Frowning when she realized her eyes were lingering on him, her thoughts once more circling back to her captor, she got up and started to walk toward the cliffs in the distance. They stayed remote though she must’ve walked for an hour, but the peace of the water, the lap of the waves, the salt in her every breath, it was better therapy than any invasive Psy-Med exam.
She stopped only when her body protested the unaccustomed level of exercise. Looking back, she could see Kaleb waiting with a patience that somehow did nothing to mute the power of him, but she knew she couldn’t make it back to him, her body almost at its limit. Her heart, however, wasn’t yet full enough, her skin still soaking in this dramatic, haunting part of the world far from the morning skies of Moscow.
Tucking back a flyaway strand of hair, she sat down on the sand, her arms around her knees in an echo of Kaleb’s position, her mind in turns frustrated and fascinated by the enigma of him. There was something not quite right about this captivity, something not quite right about Kaleb’s behavior. She’d been imprisoned for over seven years, knew the difference between a cage and . . . whatever this was.
“You belong to me.”
An unambiguous statement of ownership that told her he’d come after her if she attempted to escape. Yet so far, he’d given her every other thing she’d requested. It could be a clever ploy meant to cause exactly the confusion that had her so off balance, but that didn’t explain why her own mind was split in two on the subject of Kaleb Krychek.
Even now, she fought the wrenching need to go to him, touch her skin to his.
So long, it had been so long.
Accessing the telepathic channel between them, a channel that had been open on his end since he’d found her, she stretched out a hand into the darkness. Would you like to sit with me? It disturbed her to see him so alone.
He was seated beside her a second later, his eyes on the heavier waves rolling in to shore as the tide began to come in, the foam kissing the sand a meter in front of their feet. “You like the sea.”
“I always have,” she said, able to feel the heat of his bigger body in spite of the inches that separated them. “When I was first put in a cell, I used to imagine the motion and the breadth of the sea to keep myself calm.”
Kaleb’s eyes on her profile, potent as a touch. “You remember everything about the years you were held captive?”
“No,” she whispered, refusing to turn, uncertain she could resist the need that drew her to him, “there are gaps.” Almost, she told him about the irreversible damage done before the labyrinth, when she hadn’t understood the cost demanded by her ability.

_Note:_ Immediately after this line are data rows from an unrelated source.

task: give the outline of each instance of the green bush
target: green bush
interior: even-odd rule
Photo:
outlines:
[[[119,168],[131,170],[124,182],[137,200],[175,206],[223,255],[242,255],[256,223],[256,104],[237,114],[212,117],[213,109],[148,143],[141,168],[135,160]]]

“And before?” he asked. “Do you recall the first sixteen years of your life?”
“Not all of it.” However, she had the sense that those missing pieces weren’t permanent. “I’ll remember when I’m read—” She broke off as Kaleb rose to his feet without warning, reaching down to pull her up at the same time.
They were back on the terrace before she could do more than take a breath. Gasping, she swayed, would’ve stumbled if he hadn’t steadied her. “Kaleb? What is it?” she asked, gripping at his upper arms.
But he was already gone, leaving her holding on to air.